Early word filtering back from the battlefield gave General McDowell’s federal troops the victory, but the truth was something very different and entirely unexpected. By evening, it was clear that the South had triumphed. Back in Washington, Secretary of War Seward reported to President Lincoln that he had received a telegram saying that McDowell was in full retreat and pleading for General Scott to rally his troops and save Washington from the attack that was sure to follow. There was nothing between the victorious Rebels and the defenseless capital but crowds of wounded and disorganized stragglers, jostling for road room with a stampede of panic-stricken fleeing spectators—including a frightened Mathew Brady, who had narrowly escaped capture. The battle had been a rout, a clear, decisive Confederate victory that had left the North defeated and demoralized and the South in jubilant celebration.
A Confederate victory. Charlie frowned and scratched his head. But there was more. Some recollection was tugging at him, had been tugging at him ever since he had seen that name and the date. A memory of an unusual circumstance of that battle and the name Rose—and particularly about a secret code. What was it? What?
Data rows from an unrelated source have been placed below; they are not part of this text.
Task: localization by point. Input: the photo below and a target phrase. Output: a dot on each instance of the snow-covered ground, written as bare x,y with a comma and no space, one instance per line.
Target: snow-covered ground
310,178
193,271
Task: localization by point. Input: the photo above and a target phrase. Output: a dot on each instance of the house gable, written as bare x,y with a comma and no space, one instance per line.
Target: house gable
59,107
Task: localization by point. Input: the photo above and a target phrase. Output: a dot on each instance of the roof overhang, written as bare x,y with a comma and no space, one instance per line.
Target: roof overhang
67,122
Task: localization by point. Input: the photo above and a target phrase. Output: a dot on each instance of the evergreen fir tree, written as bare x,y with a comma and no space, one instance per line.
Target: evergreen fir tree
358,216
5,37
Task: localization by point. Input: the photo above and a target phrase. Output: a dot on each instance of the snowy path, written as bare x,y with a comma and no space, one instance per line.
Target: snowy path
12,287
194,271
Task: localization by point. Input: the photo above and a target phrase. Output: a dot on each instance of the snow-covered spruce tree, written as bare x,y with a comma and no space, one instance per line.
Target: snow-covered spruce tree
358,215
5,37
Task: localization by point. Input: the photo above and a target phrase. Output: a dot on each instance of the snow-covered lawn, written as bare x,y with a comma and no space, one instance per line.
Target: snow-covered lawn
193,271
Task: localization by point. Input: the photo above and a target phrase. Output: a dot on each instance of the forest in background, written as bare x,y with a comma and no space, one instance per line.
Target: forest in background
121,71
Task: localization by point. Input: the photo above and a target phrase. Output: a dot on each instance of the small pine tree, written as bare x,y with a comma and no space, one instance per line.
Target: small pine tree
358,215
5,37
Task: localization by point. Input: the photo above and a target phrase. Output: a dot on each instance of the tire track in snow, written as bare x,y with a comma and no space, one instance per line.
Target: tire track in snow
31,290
But while Charlie was deeply and fervently interested in many things—contemporary politics, and the disastrous state of the economy, and the crying need for a stronger and more progressive hand at the helm than Hoover’s—Civil War history had been of only passing interest, back when he was a schoolboy and still felt a patriotic stirring for the Confederacy. So he put Bessie Bloodworth’s paper aside and went back to his typewriter, pausing only occasionally to attempt (unsuccessfully) to remember what it was about the First Manassas that he might once have known but by now had almost completely forgotten. Almost, but not quite.
An avid reader, Charlie Dickens possessed an extensive personal library of books he had collected over the years. In his opinion, books were the most important pieces of furniture—furniture of the mind—that a man could own. His bookshelves included several books on codes and ciphers, but he knew there was nothing in them that would help him decode (if there was any message to decode, which was still doubtful) the symbols on the paper Bessie Bloodworth had given him. And he possessed not a single book on the Confederate victory at Bull Run.